Despite the dominance of synbio companies in traditional hubs like Boston, the Bay Area, and the UK, emerging firms in Latin America and Southeast Asia are making a global impact—how does founding in the global south benefit them, and are they equally affected by the current investment climate?
Funding & Investments
Emerging Technologies
Konstantinos Vavitsas, PhD
January 23, 2024

2020 and 2021 saw unprecedented investments in the Synthetic Biology sector. The realization that biology is important to solve real-life crises, such as a global pandemic, and the low-interest rates made investors pour money into ideas and solutions using biology as an engineering component. This created a plethora of startups with a varying range of scientific soundness and well-thought (or not-so-well-thought) business models.

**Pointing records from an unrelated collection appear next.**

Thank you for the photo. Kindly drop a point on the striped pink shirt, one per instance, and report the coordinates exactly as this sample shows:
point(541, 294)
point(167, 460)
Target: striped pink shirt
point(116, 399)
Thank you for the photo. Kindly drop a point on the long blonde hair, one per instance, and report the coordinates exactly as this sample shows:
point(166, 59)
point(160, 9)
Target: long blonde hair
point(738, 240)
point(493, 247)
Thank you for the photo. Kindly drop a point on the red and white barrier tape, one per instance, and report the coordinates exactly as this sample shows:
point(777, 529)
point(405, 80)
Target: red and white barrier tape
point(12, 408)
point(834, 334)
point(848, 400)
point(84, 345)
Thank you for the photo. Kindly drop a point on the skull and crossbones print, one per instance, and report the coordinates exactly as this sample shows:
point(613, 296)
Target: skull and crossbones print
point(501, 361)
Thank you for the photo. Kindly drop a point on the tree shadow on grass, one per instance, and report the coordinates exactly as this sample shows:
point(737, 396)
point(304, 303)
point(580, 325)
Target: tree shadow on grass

2022 brought a rise in interest rates, inflation, and major geopolitical events that shifted the attention to energy and global supply chains. The investments in synthetic biology startups dropped to less than half. This might sound drastic. However, the overall investment is still significantly higher than in 2019. Investing in synthetic biology is here to stay, though the investors have maybe become more cautious and less eager to support ideas and ventures without a clear path to the market.

Some companies were especially hard hit by the new, tight investment climate. As funding rounds became smaller and more challenging to close, companies had to downsize or switch business models. The challenges synbio flagships such as Zymergen and Amyris faced made the VCs even more cautious. The tight investment climate has certainly made startups harder to grow in the traditional synbio hubs, such as Boston, the Bay area, or the UK. However, how does this mentality shift affect companies in the global south, such as in South Asia or Latin America?

Latin America, Strong Talent, and an Appetite for Impact

Latin America has seen an explosion of new ventures, accelerated during the Covid-19 pandemic. The main drivers of this growth are people and spending efficiency. “Latam is one of the most cost-effective places in the world to start a new biotech business,” Francisco Buchara, managing partner of SF500, an innovation fund aiming to boost technological development in Argentina, said. “The scientific community is also very strong and internationally recognized, with no lack of suitable technical talent,” he added.

Phage viruses could be used as a new weapon in the battle against drug-resistant bacteria [NIAID]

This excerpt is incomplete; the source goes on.